私の研究は、音を介して人とAIが共生する次世代共生社会の実現に一歩近づくことを目指しています。音には、視覚情報にはない独自の利点があります。例えば、音で異常状況を検知する際、映像のように人の顔や生活空間を直接記録しないため、プライバシーに配慮しやすいという特徴があります。また、音は聞こえる範囲で起こった出来事を捉え、直感的に人に情報を伝えることができます。一方で、タスクによっては音だけの利用には限界があります。そこで、音と視覚などの情報を組み合わせたマルチモーダル技術により、それぞれの強みを活かして、より柔軟で信頼性の高いAIを実現できると考えています。研究を通じて、人とAIが互いを補い合い、安心して共生できる未来の構築に貢献していきたいです。
異分野融合研究をどう思いますか。
実際の社会課題を解決するためには、異分野の研究者が協力することが不可欠だと感じています。私自身もこれまでに異分野融合の研究経験を重ねてきました。例えば、本R-GIRO研究プロジェクトのロボット研究者と協力し、家庭用ロボットの応用場面を想定して、非常に騒音の大きいサービス環境下では音声コマンド入力が困難になるという問題に取り組みました。私たち音チームは収録実験と分析を行い、その解決策として光レーザマイクロホンを用いた音声コマンド入力する手法を提案しました。この手法により、ロボット周囲に騒音があっても、ロボットが話者の近くの物体にレーザーを照射し、その振動を測定することでユーザーの音声を録音することが可能になります。

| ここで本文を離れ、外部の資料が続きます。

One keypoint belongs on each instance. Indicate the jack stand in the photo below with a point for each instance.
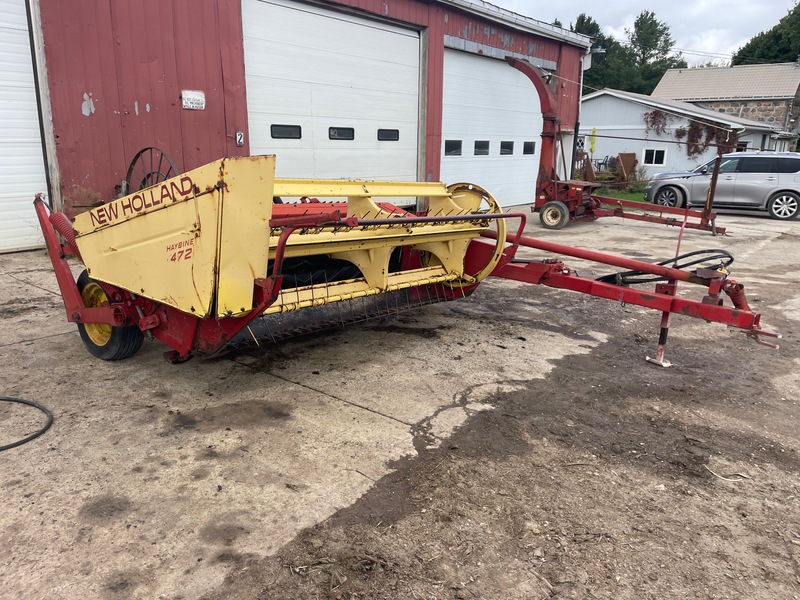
(663, 288)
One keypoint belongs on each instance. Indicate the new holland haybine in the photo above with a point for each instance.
(213, 258)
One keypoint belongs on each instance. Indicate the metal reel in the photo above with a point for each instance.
(150, 166)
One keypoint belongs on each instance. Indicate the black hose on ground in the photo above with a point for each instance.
(33, 436)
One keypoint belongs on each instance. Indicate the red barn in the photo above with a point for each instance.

また、文学研究者と連携し、くずし字翻刻を支援する古文音声認識研究にも取り組みました。文学研究者が収集・構築したデータベースに基づき、私たち情報理工チームはくずし字の音声入力と認識システムを開発しました。これにより、専門家が朗読したくずし字音声を自動的にテキスト化し、翻刻作業を大幅に効率化することを目指しています。
いずれの場合も、お互いの専門知識や視点を持ち寄ることで、自分一人では想像できなかった発想が生まれ、研究の可能性が大きく広がりました。異なる分野の視点が交わることで、技術の精度だけでなく、研究の意義や応用範囲そのものも豊かになることを強く実感しています。